La segunda opción que me compraría sería la XBOX360, pero como no me voy a comprar 2 pues...

La que nunca me compraría sería la PS3, me parece que se han adelantado mucho con el blu-ray y por ello les está castigando su precio. Además de copiar a Nintento, como por ejemplo el 'Sixaxis' que según Sony la idea la tuvieron hace muchos años, pero la sacaron a las semanas de que lo sacara Nintendo y lo mismo con los Miis y el paseo de los Miis, que copia Sony con el Home, también una idea que tenían de hace mucho tiempo, jajaja
La verdad es que su precio es insuperable y no lo van a poder bajar en mucho tiempo, los juegos que tienen tampoco son para tirar cohetes (y más ahora que las third parties están desarrollando para wii, cosa increíble). Y lo de sacar los mandos sin vibración también fue para cubrirse de gloria, jajaja
Que conste que no soy anti-sony, que tengo la PSP, pero es que el que desarrollo la consola se cree que vivimos en el 2020.

----------


## Franmanzaneda

Pues qué queréis que os diga... tengo la ps2 y la psp y me encantaría pillarme la PS3!!!!!

----------


## Gonzalo Orellana

> El MarioKart de la Supernintendo aún no tiene rival!
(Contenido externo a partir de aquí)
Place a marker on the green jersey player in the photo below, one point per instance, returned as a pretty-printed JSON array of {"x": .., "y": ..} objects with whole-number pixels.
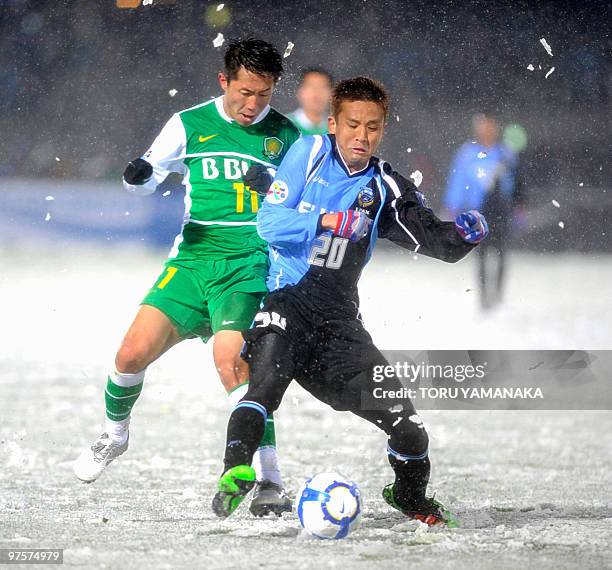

Dí que si. Vaya vicios que me pegaba yo a ese juego. 
 :D 

También me acuerdo de mis tiempos con el pokemos amarillo en la gameboy... Los pokemon de ahora son una mierda, y además ¿Cuántos son ya? Creo que he perdido la cuenta   :Lol:   :Lol:

----------


## Chiva

Con que compraras el Mario Kart y el Super Smash Bros. ya tenías diversión para toda la generación de esa consola.

----------


## Mindcraft

> Super Mario worllllllld!


Aguante el super mario world para supernintendo!!

Yo me compraria la xbox 360, ya que un tipo que la tiene y yo vi sus juegos tienen espectaculares graficos (o por lo menos los que vi).Aunque no se si me la compraria.

----------